Разыскиваются — ну конечно, если бы мы сумели найти данные в поддержку наших собственных идей, — но в любом случае разыскиваются — данные, по крайней мере, позволяющие не принимать устоявшуюся историю Калиостро.
См. историю Калиостро в изложении Траубриджа. По словам Траубриджа, опознание Калиостро было подлогом. Парижская полиция нуждалась в козле отпущения в «деле об ожерелье» и потому «опознала» его, чтобы дискредитировать, как уверяет Траубридж. Ни один свидетель его не опознавал. Не было и доказательств, кроме сходства почерка. Было подозрение, основанное на том, что дядю Бальзамо звали Джузеппе Калиостро. Можно предположить, что парижские полицейские, чьи труды были оплачены пожертвованиями парижских докторов, перерывали дела преступников, пока не наткнулись на такого, у кого в семье имелось имя Калиостро, и затем действовали на основании этой находки. Далее было засвидетельствовано, что почерка Бальзамо и Калиостро схожи. Всеобщая уверенность в том, что Калиостро, конечно же, был опознан как Бальзамо, покоится только на этом основании. В феврале 1928 года нью-йоркские газеты рассказывали о графологе, который отказывался определять почерка согласно желаниям заказчика. Во всех других случаях, о каких мне приходилось читать, всякий мог получить именно то определение почерка, за которое он заплатил. Если в каком-либо суде какой-либо страны какое-либо научное заключение оказывается для кого-то неудобным — это только потому, что он поскупился купить двух экспертов.
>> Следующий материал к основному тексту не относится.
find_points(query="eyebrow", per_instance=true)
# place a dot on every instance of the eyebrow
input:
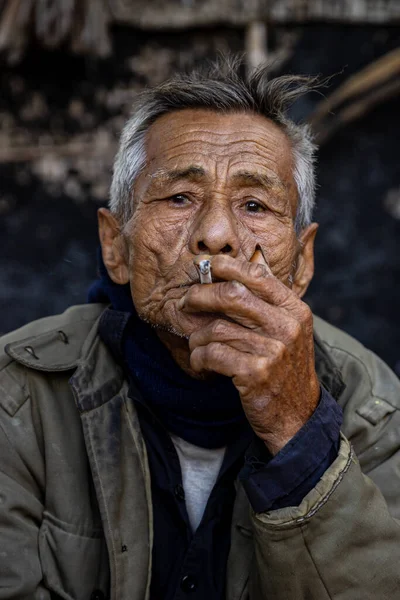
(254, 179)
(193, 173)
Калиостро появился — и ничего более определенного сказать о его происхождении невозможно. Он возвысился и властвовал, как какой-нибудь европеец, перенесенный на острова Южных морей и пользующийся своим превосходством к своей выгоде. Его облаивали мудрецы-медики, так же как они облаивали Месмера и как ныне стали бы облаивать всякого, к кому потоком стекаются деньги пациентов. Их ли стараниями или по стандартному завершению всех таинственных историй нас уверяют, что Калиостро был самозванцем, чья биография полностью известна и не содержит ничего таинственного.
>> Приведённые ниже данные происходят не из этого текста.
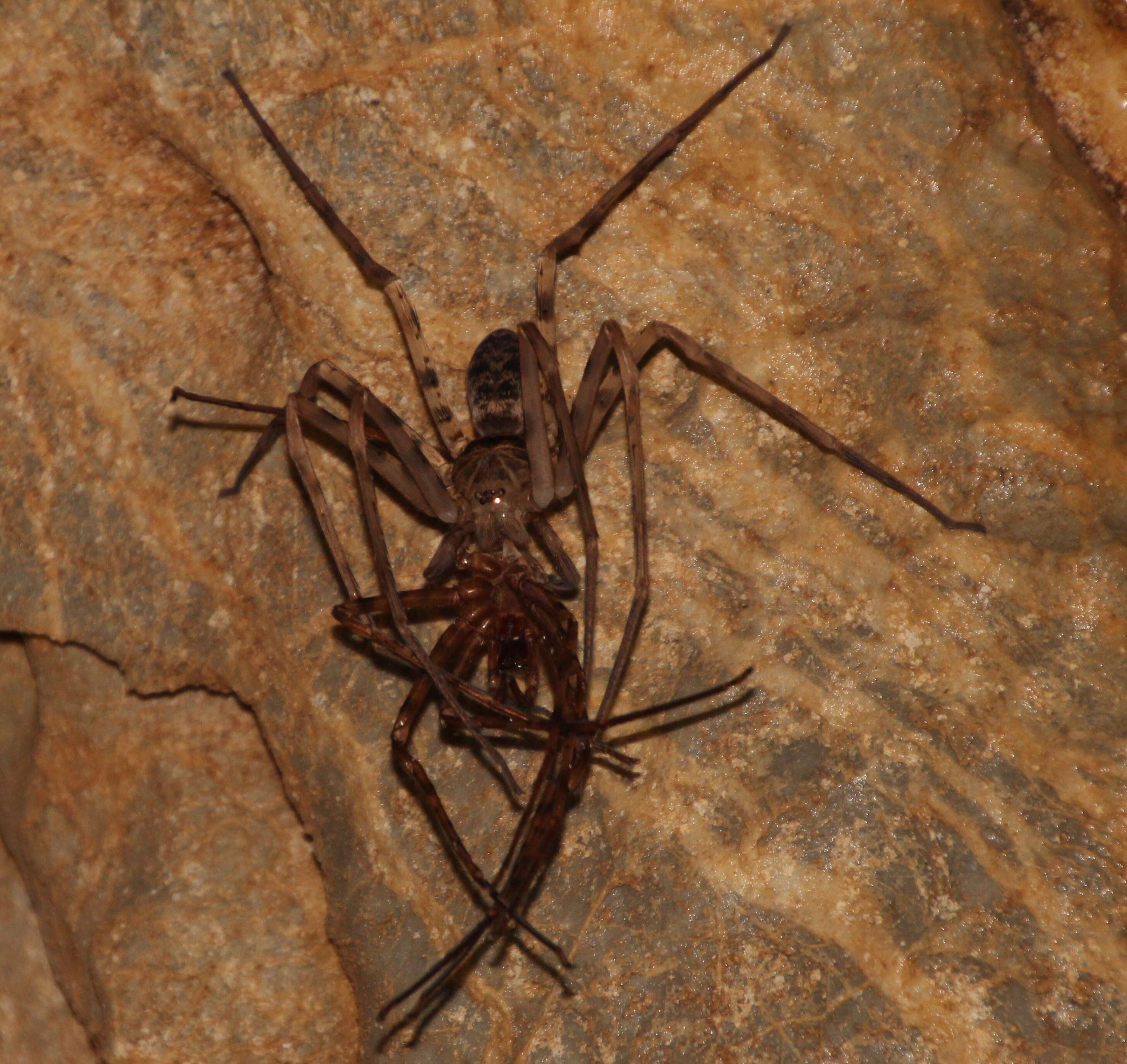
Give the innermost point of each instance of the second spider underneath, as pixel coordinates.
(492, 492)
Рассказывают, что в том, где дело не касалось женщин, от которых, понятно, никогда не приходится ждать ничего хорошего, Калиостро был далеко не глуп. При этом нас уверяют, что, будучи опознан как итальянский преступник, он отправился в Италию.
Существуют две версии исчезновения Калиостро. Одна — всего лишь слухи: что его видели в Аксле-Бэн, что его видели в Турине. Другая гласит, что он отправился в Рим, где, как Жозеф Бальзамо, был заключен в тюрьму. Несколькими годами позже, когда наполеоновские войска стояли в Риме, кто-то отправился в тюрьму на розыски. Калиостро там не было. Возможно, он умер.
16
Вот самая короткая из известных мне историй. «St. Louis Globe Democrat» (2 ноября 1886 года) — девочка вышла из дома и пошла к колодцу.